Se pudesse escolher um super poder queria ter a direita do Federer e saber escrever como a americana, autora de clássicos como "O Desconhecido do Norte Expresso" ou "O Talentoso Mr, Ripley". Compro ou peço emprestado tudo o que me vem à mão e guardo e leio devagar para saborear melhor. "Inocência Perversa" é a história de um homicídio estúpido e desnecessário, um tema caro à escritora que tem uma capacidade de criar e perscrutar como um cirurgião mentes normais capazes do pior. Basta carregar nos botões certos. Ainda bem que é ficção e que na verdade não somos máquinas de matar prontas a explodir. Pode dormir descansado.

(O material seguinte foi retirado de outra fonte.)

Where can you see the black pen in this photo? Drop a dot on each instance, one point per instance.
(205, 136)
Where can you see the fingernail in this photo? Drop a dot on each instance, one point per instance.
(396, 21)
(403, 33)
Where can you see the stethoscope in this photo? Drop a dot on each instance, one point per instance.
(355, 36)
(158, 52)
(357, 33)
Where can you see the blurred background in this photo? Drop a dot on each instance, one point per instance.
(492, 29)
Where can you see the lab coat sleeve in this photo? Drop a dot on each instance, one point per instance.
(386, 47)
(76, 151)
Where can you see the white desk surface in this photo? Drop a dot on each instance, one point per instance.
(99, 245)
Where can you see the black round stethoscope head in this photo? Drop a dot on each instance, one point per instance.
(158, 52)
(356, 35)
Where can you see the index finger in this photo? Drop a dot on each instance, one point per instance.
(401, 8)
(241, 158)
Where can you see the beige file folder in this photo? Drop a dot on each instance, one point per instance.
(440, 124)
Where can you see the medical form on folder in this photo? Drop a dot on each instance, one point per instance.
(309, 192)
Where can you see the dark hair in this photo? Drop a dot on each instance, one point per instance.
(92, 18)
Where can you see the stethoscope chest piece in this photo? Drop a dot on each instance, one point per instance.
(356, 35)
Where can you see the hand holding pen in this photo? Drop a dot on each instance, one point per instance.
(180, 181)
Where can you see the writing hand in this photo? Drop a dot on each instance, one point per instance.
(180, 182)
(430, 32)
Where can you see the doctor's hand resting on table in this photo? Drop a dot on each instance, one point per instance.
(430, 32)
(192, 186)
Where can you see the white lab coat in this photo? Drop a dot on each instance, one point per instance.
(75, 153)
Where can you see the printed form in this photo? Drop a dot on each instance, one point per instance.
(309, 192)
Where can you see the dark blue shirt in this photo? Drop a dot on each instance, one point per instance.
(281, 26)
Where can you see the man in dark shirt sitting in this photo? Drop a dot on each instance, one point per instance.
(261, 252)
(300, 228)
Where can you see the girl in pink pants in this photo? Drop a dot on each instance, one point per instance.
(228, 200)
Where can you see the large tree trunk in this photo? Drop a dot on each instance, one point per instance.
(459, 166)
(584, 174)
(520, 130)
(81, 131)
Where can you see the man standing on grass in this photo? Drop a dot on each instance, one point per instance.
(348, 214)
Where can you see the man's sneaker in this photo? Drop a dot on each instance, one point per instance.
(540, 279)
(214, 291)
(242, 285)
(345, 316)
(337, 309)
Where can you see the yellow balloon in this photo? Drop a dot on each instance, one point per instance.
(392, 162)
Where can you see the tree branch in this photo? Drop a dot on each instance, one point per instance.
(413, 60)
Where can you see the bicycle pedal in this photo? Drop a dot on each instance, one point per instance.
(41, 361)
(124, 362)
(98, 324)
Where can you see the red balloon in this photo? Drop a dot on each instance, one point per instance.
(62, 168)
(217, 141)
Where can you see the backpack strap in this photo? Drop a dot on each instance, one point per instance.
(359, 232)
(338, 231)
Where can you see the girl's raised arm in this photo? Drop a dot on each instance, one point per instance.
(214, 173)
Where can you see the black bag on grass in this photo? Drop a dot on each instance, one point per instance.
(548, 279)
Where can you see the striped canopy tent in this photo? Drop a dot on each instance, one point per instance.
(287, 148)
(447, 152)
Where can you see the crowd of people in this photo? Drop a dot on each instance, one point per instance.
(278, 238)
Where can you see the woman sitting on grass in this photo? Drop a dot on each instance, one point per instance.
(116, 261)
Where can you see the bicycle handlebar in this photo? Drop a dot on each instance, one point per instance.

"Quando Perdes Tudo Não Tens Pressa De Ir a Lado Nenhum", Dulce Garcia

Tinha começado a ler no último curto e acabei agora. A primeira sensação não se apagou: excelente livro e promissora estreia da jornalista entretanto apanhada na onda de rescisões amigáveis (adoro o eufemismo) da Sábado. A história é baseada no caso real de uma mulher que vivia num aeroporto e um excelente retrato do atual estado das relações entre homens e mulheres e mulheres e mulheres. Pessoas. A autora, que é minha amiga, descreve carne e osso com humor, crueza e muita música. Ótimo retrato da capital e dos lugarejos do interior. Escreve mais um.


O que eu ando a ver

"Guardiões da Galáxia vol2"

Os filmes de superheróis e mais particularmente da Marvel estão para o cinema como os hambúrgueres para a cozinha. Se forem bem feitos sabem bem mas nunca serão gourmet. Mesmo que os ingredientes sejam do melhor. Mesmo assim fui. Chamem-lhe síndroma de domingo à tarde. O filme é ótimo, com uma banda sonora espetacular (hits e músicas desconhecidas dos ano 60 que me valeram uma tarde no youtube), excelentes piadas e uma história, vá, de alguma profundidade. A aventura foi ainda mais profunda porque vi o filme num cinema cheio de putos que não se calaram um segundo (alguns comentários não foram nada maus, tenho de admitir) e rebentaram num aplauso entusiástico no final. Cinemateca: prometo que não falho o próximo ciclo de expressionismo alemão.


Fargo, temporada 3

Adorei o filme e as duas primeiras temporadas e boa notícia é que se pode começar por esta série porque as histórias nem sequer estão ligadas. Só o ambiente é o mesmo: neve, bandidos, "wise-guys" e broncos com pronúncia do Minnesota. O protagonista é Ewan McGregor (Trainspotting) que faz o clássico papel de gémeos (ainda não bate Jeremy Irons Irmãos Inseparáveis, mas anda lá perto).

O que não vou ver

Caetano Veloso, hoje, no Casino Estoril. Vi o bardo brasileiro há poucos meses no Coliseu de Lisboa e se pudesse e se os bilhetes não fossem assim para o puxadotes ia outra vez. Que músico. Foi a primeira vez que o vi ao vivo e apara além de ter confirmado a excelente voz de mel fiquei extasiado com a dureza daquela mão na guitarra. E também ele podia ser fadista. Espero que cante outra vez "Libertação", de Amália.

Prometemos dar todas as notícias, boas e más, no site e no diário de hoje.E note que "a felicidade é como a pluma; Que o vento vai levando pelo ar; Voa tão leve; Mas tem a vida breve; Precisa que haja vento sem parar."